Bombay HC Quashes Tax Recovery Action Against Company That Ceased to Exist 8 Years Before the Demand Notice

Bombay High Court held that notices and proceedings initiated against an entity that has ceased to exist are void and without jurisdiction, setting aside the assessment, show cause, and attachment notices issued to the amalgamating company, while allowing fresh proceedings against the surviving entity in accordance with law.

Tax proceedings against non-existent amalgamated company

Bombay High Court: While considering a challenge to assessment orders, recovery proceedings and attachment notices issued under the Maharashtra Value Added Tax Act, 2002 (MVAT Act) and the Central Sales Tax Act, 1956 (CST Act), the Division Bench of Suman Shyam and Advait M. Sethna, JJ., held that tax proceedings against non-existent amalgamated company are without jurisdiction and liable to be set aside.

Also Read: SC explains taxability of share substitution in amalgamation

Background

The petitioner company was registered as a dealer under the MVAT Act and the CST Act. The petitioner stated that as per the Court’s order dated 11 May 2012, a transferor company amalgamated with the petitioner. Consequently, the transferor company ceased to exist with effect from 18 May 2012.

The present petition was filed by the petitioner assailing the following:

  1. assessment orders dated 20 March 2020 issued under Section 9(2), CST Act and Section 23, MVAT Act;

  2. show-cause notice dated 26 March 2025 issued by Respondent 4; and

  3. the 2 attachment notices dated 13 March 2025 issued under Section 33(1), MVAT Act.

The respondents stated that the initial demand notices under MVAT Act and CST Act were issued to the transferor company, which had already amalgamated with the petitioner and had ceased to exist. However, it was submitted that the respondents must be left at liberty to pursue action in accordance with law for recovery of any unpaid tax dues along with the interest and penalty from the petitioner, if the same is otherwise legally permissible.

Also Read: Patna HC imposes cost of Rs 5000 on GST Assessing Officer for imposing tax ‘coercively’ in absence of Appellate Tribunal

Issue

Whether any proceeding for recovery of outstanding tax dues, including issuance of the demand notices under MVAT and CST Act to a non-existent entity, i.e. the transferor company, pursuant to its amalgamation, would be sustainable in law.

Analysis and Decision

The Court recorded that both parties were ad idem that the issue stood covered by Kanakia Spaces Realty (P) Ltd. v. Union of India1. The Court noted that the initial demand notices dated 20 March 2020 formed the basis on which the respondents initiated further proceedings for the recovery of outstanding tax dues of a non-existent entity culminating in the issuance of the impugned show-cause notice or the attachment notices, which were assailed in the petition.
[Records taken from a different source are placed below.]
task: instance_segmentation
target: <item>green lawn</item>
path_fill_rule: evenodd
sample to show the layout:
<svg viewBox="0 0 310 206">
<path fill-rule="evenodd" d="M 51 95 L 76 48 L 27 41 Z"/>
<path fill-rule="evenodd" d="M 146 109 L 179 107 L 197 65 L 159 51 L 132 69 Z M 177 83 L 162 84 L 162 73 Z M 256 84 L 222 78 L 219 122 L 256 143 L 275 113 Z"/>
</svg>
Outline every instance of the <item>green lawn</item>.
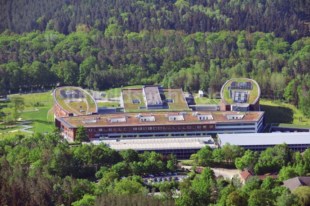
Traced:
<svg viewBox="0 0 310 206">
<path fill-rule="evenodd" d="M 308 125 L 296 124 L 278 124 L 273 123 L 273 127 L 298 127 L 299 128 L 310 128 Z"/>
<path fill-rule="evenodd" d="M 6 134 L 3 134 L 2 135 L 0 135 L 0 139 L 2 139 L 7 137 L 13 137 L 15 135 L 31 135 L 31 133 L 29 133 L 29 132 L 25 132 L 20 131 L 18 131 L 15 132 L 10 132 L 9 133 L 6 133 Z"/>
<path fill-rule="evenodd" d="M 47 114 L 50 109 L 53 108 L 54 105 L 53 103 L 42 103 L 38 107 L 34 107 L 33 106 L 33 103 L 36 101 L 42 102 L 53 101 L 53 96 L 51 95 L 51 93 L 47 92 L 23 94 L 20 96 L 25 100 L 26 105 L 24 109 L 24 110 L 32 109 L 37 108 L 39 109 L 38 111 L 23 112 L 20 113 L 21 118 L 24 120 L 29 120 L 33 122 L 32 123 L 26 125 L 34 127 L 34 128 L 29 129 L 29 131 L 39 131 L 41 132 L 50 131 L 51 131 L 52 128 L 55 127 L 55 120 L 54 118 L 54 112 L 52 109 L 51 110 L 49 114 L 49 122 L 47 119 Z M 8 100 L 4 102 L 1 102 L 1 105 L 7 105 L 9 106 L 11 103 L 10 101 Z M 3 111 L 5 112 L 6 112 L 6 108 L 4 108 Z M 20 122 L 16 122 L 19 123 Z M 7 126 L 8 124 L 8 123 L 7 123 L 1 124 L 0 125 L 0 127 Z M 11 131 L 22 128 L 22 127 L 20 126 L 16 126 L 14 128 L 11 128 L 7 129 L 9 130 L 8 131 Z M 0 133 L 7 131 L 6 129 L 4 130 L 0 130 Z M 30 134 L 29 133 L 24 132 L 19 132 L 22 133 L 24 134 Z M 0 135 L 0 139 L 8 137 L 9 135 L 10 136 L 11 136 L 11 135 L 12 136 L 16 134 L 17 134 L 17 132 L 10 133 L 9 135 L 7 133 L 3 135 Z"/>
<path fill-rule="evenodd" d="M 33 105 L 37 101 L 43 105 L 47 103 L 43 103 L 42 102 L 53 101 L 54 99 L 53 96 L 51 95 L 51 93 L 49 92 L 46 93 L 23 94 L 20 95 L 20 97 L 25 100 L 25 105 L 26 106 L 25 106 L 24 110 L 31 109 L 28 108 L 30 107 L 31 107 L 32 109 L 34 109 L 35 107 L 33 107 Z M 18 95 L 11 95 L 10 96 L 10 97 L 14 97 L 18 96 Z M 7 112 L 7 108 L 10 107 L 11 104 L 11 100 L 0 102 L 0 105 L 7 105 L 7 107 L 3 108 L 3 112 L 5 113 Z"/>
<path fill-rule="evenodd" d="M 55 120 L 49 123 L 47 120 L 48 111 L 53 107 L 53 103 L 46 103 L 43 106 L 38 107 L 38 108 L 39 109 L 38 111 L 24 112 L 22 113 L 21 118 L 24 119 L 24 120 L 33 122 L 27 125 L 34 127 L 34 128 L 29 129 L 29 131 L 39 131 L 41 132 L 50 131 L 52 128 L 55 127 Z"/>
<path fill-rule="evenodd" d="M 6 128 L 5 129 L 0 129 L 0 133 L 3 133 L 3 132 L 6 132 L 7 131 L 13 131 L 13 130 L 19 130 L 20 129 L 22 129 L 23 128 L 23 127 L 19 126 L 19 125 L 16 125 L 15 126 L 13 126 L 12 127 L 10 127 L 8 128 Z"/>
<path fill-rule="evenodd" d="M 208 97 L 197 97 L 194 99 L 196 105 L 218 105 L 221 104 L 220 99 L 211 99 Z"/>
<path fill-rule="evenodd" d="M 46 93 L 36 93 L 31 94 L 23 94 L 21 97 L 25 99 L 25 102 L 33 104 L 38 101 L 54 101 L 51 92 Z"/>
<path fill-rule="evenodd" d="M 107 94 L 105 97 L 109 99 L 113 97 L 120 97 L 121 89 L 129 88 L 142 89 L 142 85 L 127 86 L 122 88 L 119 87 L 118 88 L 115 88 L 113 89 L 111 88 L 109 89 L 107 89 L 103 91 L 101 91 L 101 92 L 105 92 L 105 93 Z"/>
<path fill-rule="evenodd" d="M 118 107 L 119 101 L 111 102 L 97 102 L 98 107 Z"/>
<path fill-rule="evenodd" d="M 259 104 L 261 109 L 266 113 L 266 123 L 310 124 L 310 120 L 304 117 L 301 112 L 292 105 L 283 103 L 279 105 L 273 104 L 271 101 L 262 100 Z M 302 122 L 299 121 L 300 117 L 302 117 Z"/>
</svg>

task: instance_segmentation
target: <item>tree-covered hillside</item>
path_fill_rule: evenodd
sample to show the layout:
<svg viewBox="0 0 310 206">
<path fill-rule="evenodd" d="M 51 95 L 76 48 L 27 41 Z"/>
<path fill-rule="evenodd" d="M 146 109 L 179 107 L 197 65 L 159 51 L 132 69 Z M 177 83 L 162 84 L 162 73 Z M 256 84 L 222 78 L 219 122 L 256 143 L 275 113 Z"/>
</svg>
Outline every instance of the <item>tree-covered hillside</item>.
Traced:
<svg viewBox="0 0 310 206">
<path fill-rule="evenodd" d="M 2 1 L 0 96 L 58 83 L 215 92 L 229 78 L 248 77 L 263 97 L 285 99 L 308 117 L 308 4 Z"/>
<path fill-rule="evenodd" d="M 67 35 L 81 26 L 103 31 L 113 22 L 135 32 L 274 32 L 292 42 L 309 36 L 309 4 L 305 0 L 3 1 L 0 32 L 8 28 L 22 33 L 47 28 Z"/>
</svg>

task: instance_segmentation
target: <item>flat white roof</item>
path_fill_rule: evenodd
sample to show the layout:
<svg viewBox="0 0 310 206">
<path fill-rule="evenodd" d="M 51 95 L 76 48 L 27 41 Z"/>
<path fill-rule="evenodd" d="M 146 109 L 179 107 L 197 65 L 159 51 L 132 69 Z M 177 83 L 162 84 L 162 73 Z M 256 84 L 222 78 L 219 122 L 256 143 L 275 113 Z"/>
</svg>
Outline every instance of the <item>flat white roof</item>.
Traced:
<svg viewBox="0 0 310 206">
<path fill-rule="evenodd" d="M 178 149 L 201 149 L 206 145 L 215 148 L 211 137 L 183 137 L 136 139 L 119 139 L 93 141 L 95 144 L 104 142 L 108 147 L 117 151 L 132 149 L 136 150 L 148 150 Z M 211 143 L 212 142 L 212 143 Z M 209 143 L 209 144 L 208 144 Z"/>
<path fill-rule="evenodd" d="M 235 145 L 310 144 L 310 132 L 243 133 L 218 134 L 222 145 L 226 142 Z"/>
</svg>

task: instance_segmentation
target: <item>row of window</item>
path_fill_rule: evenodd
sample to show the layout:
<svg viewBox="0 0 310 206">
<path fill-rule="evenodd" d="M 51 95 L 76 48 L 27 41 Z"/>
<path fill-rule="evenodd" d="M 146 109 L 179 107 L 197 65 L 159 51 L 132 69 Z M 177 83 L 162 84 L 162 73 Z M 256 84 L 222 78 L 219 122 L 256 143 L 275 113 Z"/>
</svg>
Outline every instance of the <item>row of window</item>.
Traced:
<svg viewBox="0 0 310 206">
<path fill-rule="evenodd" d="M 248 128 L 217 128 L 217 130 L 220 130 L 220 131 L 229 130 L 255 130 L 255 127 L 249 127 Z"/>
<path fill-rule="evenodd" d="M 217 124 L 215 125 L 216 127 L 222 127 L 223 126 L 248 126 L 255 125 L 255 123 L 232 123 L 231 124 Z"/>
<path fill-rule="evenodd" d="M 197 129 L 201 129 L 201 126 L 183 126 L 182 127 L 181 127 L 180 126 L 179 126 L 178 127 L 176 126 L 173 126 L 173 127 L 130 127 L 128 128 L 128 130 L 170 130 L 171 129 L 196 129 L 196 128 Z M 203 129 L 206 129 L 207 126 L 202 126 L 202 128 Z M 213 128 L 213 125 L 209 125 L 209 128 L 210 129 Z M 100 129 L 94 129 L 93 131 L 117 131 L 118 130 L 118 131 L 122 131 L 123 130 L 124 131 L 126 131 L 127 130 L 127 128 L 118 128 L 118 130 L 117 128 L 104 128 L 103 129 L 102 128 Z M 89 129 L 88 131 L 93 131 L 93 130 L 92 129 Z"/>
<path fill-rule="evenodd" d="M 256 145 L 241 145 L 242 147 L 273 147 L 277 144 L 259 144 Z M 288 146 L 310 146 L 310 144 L 288 144 Z"/>
</svg>

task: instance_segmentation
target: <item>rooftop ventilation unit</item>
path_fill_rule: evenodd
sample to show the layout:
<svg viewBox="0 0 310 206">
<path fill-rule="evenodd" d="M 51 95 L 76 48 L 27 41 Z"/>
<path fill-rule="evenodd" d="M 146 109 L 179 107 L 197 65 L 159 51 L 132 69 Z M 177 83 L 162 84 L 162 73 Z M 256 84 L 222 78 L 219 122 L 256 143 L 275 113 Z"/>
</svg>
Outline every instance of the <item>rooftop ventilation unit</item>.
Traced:
<svg viewBox="0 0 310 206">
<path fill-rule="evenodd" d="M 141 117 L 141 114 L 137 114 L 136 115 L 135 115 L 135 118 L 140 118 Z"/>
</svg>

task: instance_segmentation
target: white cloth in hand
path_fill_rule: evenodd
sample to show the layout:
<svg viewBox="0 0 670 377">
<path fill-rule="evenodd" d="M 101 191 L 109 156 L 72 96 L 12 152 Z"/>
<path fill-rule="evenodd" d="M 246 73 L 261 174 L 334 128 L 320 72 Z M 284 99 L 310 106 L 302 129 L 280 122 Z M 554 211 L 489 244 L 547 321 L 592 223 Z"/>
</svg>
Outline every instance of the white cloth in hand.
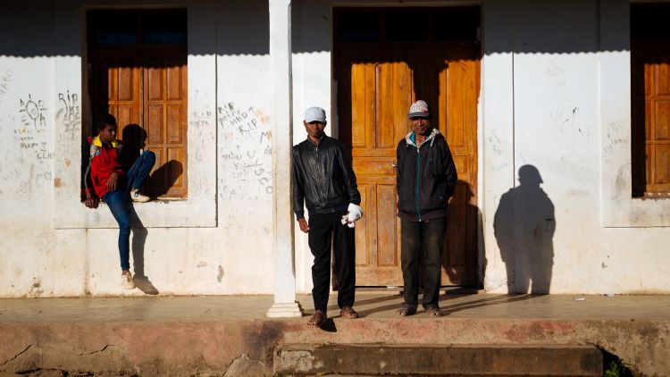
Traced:
<svg viewBox="0 0 670 377">
<path fill-rule="evenodd" d="M 363 208 L 360 207 L 360 205 L 356 205 L 353 203 L 349 203 L 348 208 L 347 208 L 347 211 L 349 212 L 348 215 L 348 221 L 349 222 L 357 222 L 361 216 L 363 216 Z"/>
<path fill-rule="evenodd" d="M 348 216 L 349 216 L 348 214 L 345 214 L 344 216 L 342 216 L 342 225 L 346 224 L 349 228 L 354 228 L 355 224 L 354 224 L 354 222 L 349 222 L 349 217 Z"/>
<path fill-rule="evenodd" d="M 363 216 L 363 208 L 350 203 L 347 211 L 348 213 L 342 216 L 342 224 L 347 224 L 349 228 L 354 228 L 354 222 L 357 222 Z"/>
</svg>

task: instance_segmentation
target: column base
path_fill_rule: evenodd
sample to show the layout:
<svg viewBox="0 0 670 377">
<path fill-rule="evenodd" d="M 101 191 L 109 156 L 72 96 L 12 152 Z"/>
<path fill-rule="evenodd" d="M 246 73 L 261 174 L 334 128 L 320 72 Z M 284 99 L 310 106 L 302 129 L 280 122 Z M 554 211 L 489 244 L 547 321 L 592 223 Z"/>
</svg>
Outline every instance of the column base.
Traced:
<svg viewBox="0 0 670 377">
<path fill-rule="evenodd" d="M 271 318 L 302 317 L 303 308 L 299 302 L 274 303 L 265 315 Z"/>
</svg>

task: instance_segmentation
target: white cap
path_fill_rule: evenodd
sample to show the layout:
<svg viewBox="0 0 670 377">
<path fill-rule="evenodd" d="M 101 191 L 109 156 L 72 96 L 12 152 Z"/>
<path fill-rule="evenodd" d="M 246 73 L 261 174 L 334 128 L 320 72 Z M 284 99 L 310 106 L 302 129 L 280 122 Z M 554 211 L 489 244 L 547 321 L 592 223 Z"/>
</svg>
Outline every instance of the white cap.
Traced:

The Court relied on Kanakia Spaces Realty (P) Ltd. and held that any notice demanding outstanding tax amount from a non-existent entity would be wholly without jurisdiction.

Accordingly, the Court set aside the impugned show-cause notice, the assessment orders and the attachment notices, to the extent of recovery proceedings against the non-existent transferor company of its outstanding tax dues. The Court clarified that the petitioner was granted the relief because the demand notices issued to a non-existent company are non est in the eye of the law. The Court highlighted that it was not expressing any opinion on the merits of the parties’ respective claims and counterclaims, and that this order would not prevent the respondents from initiating any proceeding for recovery of any unpaid tax dues, along with interest and penalty.

[Akzo Nobel India Ltd. v. State of Maharashtra, Writ Petition No. 4885 of 2025, decided on 6-7-2026]


Advocates who appeared in this case:

For the Petitioner: Kartik Vig, Advocate.

For the Respondents: Shruti D. Vyas, Addl. GP a/w A.R. Deolekar, AGP.


1. Writ Petition No. 2586 of 2026, decided on 24-6-2026.